Thursday, February 7, 2008

The Gospel or Cotton Candy: Joel Osteen's Prosperity Gospel

When you think of God, what do you think of? Loving, merciful, powerful, kind? Don't you also think of just, sovereign, and redemptive? I am so sick of preachers such as Joel Osteen (who, by the way, will make over $10 million in tour sales this year). giving the Christian faith a sappy boneless twist. He paints only half of the picture. Only half of the redemptive plan of humanity. He says that Christianity is all about living "your best life now" and his books are all about 7 easy steps to live the best life you can. You may ask what is wrong with that? There isn't anything about wanting to live the best life you can, but when you label the best life in terms of money and fame, it gets a little shady. In Colossians 3:2, it says set your minds on things above, not on earthly things."

Christ lived a life of poverty. He knew that his disciple's lives were going to be hard because they were living a life opposite of the world. Should we deny the fact that 11 out of the 12 disciples died for the cause of Christ? Should we deny the words of Jesus when he countlessly exhorted the rich and applauded the poor? Should we forget it when He said that "I tell you again, it is easier for a camel to go through the eye of a needle than for a rich man to enter the kingdom of heaven." (Matthew 19:24) It is easy to understand an accept the part of God that loves us and wants the best for us, but its hard to accept the God of justice and the one who hates sin. Osteen said that he doesn't want to bombard people with the their sin. He wants to show them that all they have to do is think good thoughts, be a better person, and God will bless you. When did the gospel become about us? Becoming a Christian is about surrendering the control of our lives up to God to pilot.

Just a thought..

Tuesday, February 5, 2008

Deepness.

How deep should relationships go? Should we have different types of relationships? Ones that we can go deep with and share our hearts desires and others with whom we can just have fun? I'm torn. Deep or fun? I want both...

Monday, January 28, 2008

Midwife?

I know I have been called. Called to reach for something higher than myself. Something beyond the mundane, beyond the comfortable. From an early age I knew I was to help people. I had not in my wildest of dreams thought to be traveling the world reaching others for Christ, but His ways are mysterious. Here I sit in my college dorm ready for the world. I want to go! I want to be out there reaching others..... but I'm stuck writing a research paper. And what does it happen to talk about? reaching others. I'm here writing about what I really just want to be doing. God give me peace to understand and accept my current situation.

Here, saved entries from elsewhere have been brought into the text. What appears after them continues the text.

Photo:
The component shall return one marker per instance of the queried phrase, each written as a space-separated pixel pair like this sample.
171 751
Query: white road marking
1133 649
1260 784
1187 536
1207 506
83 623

God has put on my heart something which i never thought existed.... midwifery. I want to reach out to women by giving them an incalculable gift, a safe delivery. The infant/maternal mortality rates in developing countries are low and have been for years. Something practical but life-giving! I have been praying that God would give me direction in what kind of missions he wants me in. I think I've got it.... missions midwifery.

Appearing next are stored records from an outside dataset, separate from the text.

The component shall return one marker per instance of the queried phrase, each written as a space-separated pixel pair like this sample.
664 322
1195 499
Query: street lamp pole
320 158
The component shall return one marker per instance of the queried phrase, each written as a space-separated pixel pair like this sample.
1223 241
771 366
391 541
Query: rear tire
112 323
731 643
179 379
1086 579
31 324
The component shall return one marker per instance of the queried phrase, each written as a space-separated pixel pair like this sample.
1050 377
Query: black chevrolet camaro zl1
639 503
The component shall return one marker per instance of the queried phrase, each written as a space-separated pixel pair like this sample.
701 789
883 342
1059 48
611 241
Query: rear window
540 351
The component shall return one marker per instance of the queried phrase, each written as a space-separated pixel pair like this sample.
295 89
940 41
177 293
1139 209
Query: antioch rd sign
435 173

On another note, this song hit me hard this week.

Before the throne of God above
I have a strong, a perfect plea:
A great High Priest, whose name is Love,
Who ever lives and pleads for me.

My name is graven on his hands,
My name is written on his heart;
I know that while in heaven he stands
No tongue can bid me thence depart
No tongue can bid me thence depart.

When Satan tempts me to despair,
And tells me of the guilt within,
Upward I look, and see him there
Who made an end of all my sin.

Because a sinless Savior died,
My sinful soul is counted free;
For God, the Just, is satisfied
To look on Him and pardon me
To look on Him and pardon me

Hallelujah! Hallelujah! Praise the One,
Risen Son of God!

Behold him there, the risen Lamb
My perfect, spotless righteousness,
The great unchangeable I AM,
The King of glory and of grace!

One in himself, I cannot die
My soul is purchased by his blood
My life is hid with Christ on high,
With Christ, my Savior and my God
With Christ, my Savior and my God

Friday, January 25, 2008

Back....

So Im back at Moody, ready for a challenge. I have been thrust into a busy schedule wit 18 credit hours, work 3 days a week, PCM, and Gospel Choir. Kind of crazy... but all worth it.